Remix.run Logo
bee_rider 4 hours ago

Are conventional compilers actually deterministic, with all the bells and whistles enabled? PGO seems like it ought to have a random element.

pjmlp 30 minutes ago | parent | next [-]

Not at all, when talking about managed runtimes.

Hence why it is hard to do benchmarks with various kinds of GC and dynamic compilers.

You can't even expect deterministic code generation for the same source code across various compilers.

jcranmer 2 hours ago | parent | prev | next [-]

It is generally considered a bug in a compiler if its output is nondeterministic. Of course, compilers are large, complex beasts, and nondeterminism is so easy to accidentally introduce (e.g., do a "for each" in a map where the key is a pointer), that it's probably not too hard to find cases that have nondeterminism.

> PGO seems like it ought to have a random element.

PGO should be deterministic based on the runs used to generate the profile. The runs are tracking information that should be deterministic--how many times does the the branch get taken versus not taken, etc. HWPGO, which relies on hardware counters to generate profiling information, may be less deterministic because the hardware counters end up having some statistical slip to them.

vlovich123 3 hours ago | parent | prev | next [-]

No, modulo bugs generally the same set of inputs to a compiler are guaranteed to produce the same output bit for bit which is the definition of determinism.

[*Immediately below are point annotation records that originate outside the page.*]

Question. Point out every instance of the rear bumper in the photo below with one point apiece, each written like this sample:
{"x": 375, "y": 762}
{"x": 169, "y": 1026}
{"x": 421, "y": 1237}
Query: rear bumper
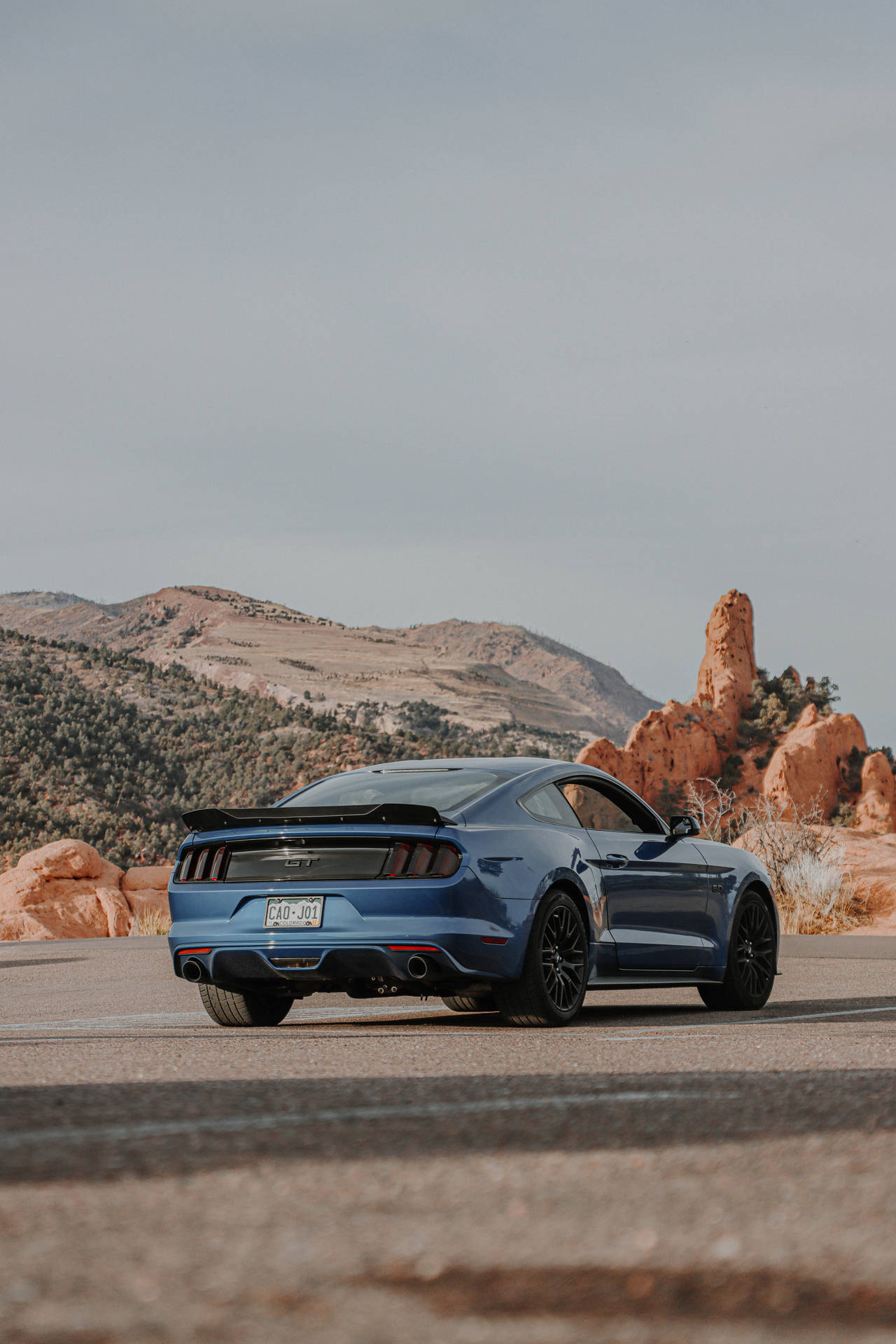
{"x": 315, "y": 967}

There’s even efforts to guarantee this for many packages on Linux - it’s a core property of security because it lets you validate that the compilation process or environment wasn’t tampered with illicitly by being able to verify by building from scratch.

Now actually managing to fix all inputs and getting deterministic output can be challenging, but that’s less to do with the compiler and more to do with the challenge of completely taking the entire environment (the profile you are using for PGO, isolating paths on the build machine being injected into the binary, programs that have things in their source or build system that’s non deterministic (e.g. incorporating the build time into the binary)

123malware321 3 hours ago | parent | prev | next [-]

well considering you use components like DFA to build compilers, yes they are determenistic. you also have reproducible builds etc.

or does your binary always come out differently each time you compile the same file??

You can try it. try to compile the same file 10 times and diff the resultant binaries.

Now try to prompt a bunch of LLMs 10 times and diff the returned rubbish.

sigbottle 3 hours ago | parent [-]

I think one of the best ways to understand the "nice property" of compilers we like isn't necessarily determinacy, but "programming models".

There's this really good blog post about how autovectorization is not a programming model https://pharr.org/matt/blog/2018/04/18/ispc-origins

The point is that you want to reliably express semantics in the top level language, tool, API etc. because that's the only way you can build a stable mental model on top of that. Needing to worry about if something actually did something under the hood is awful.

Now of course, that depends on the level of granularity YOU want. When writing plain code, even if it's expressively rich in the logic and semantics (e.g. c++ template metaprogramming), sometimes I don't necessarily care about the specific linker and assembly details (but sometimes I do!)

The issue I think is that building a reliable mental model of an LLM is hard. Note that "reliable" is the key word - consistent. Be it consistently good or bad. The frustrating thing is that it can sometimes deliver great value and sometimes brick horribly and we don't have a good idea for the mental model yet.

To constrain said possibility space, we tether to absolute memes (LLMs are fully stupid or LLMs are a superset of humans).

Idk where I'm going with this

candiddevmike 3 hours ago | parent | prev [-]

Yes, they will output the same file hash every time, short of some build time mutation. Thus we can have nice things like reproducible builds and integrity checks.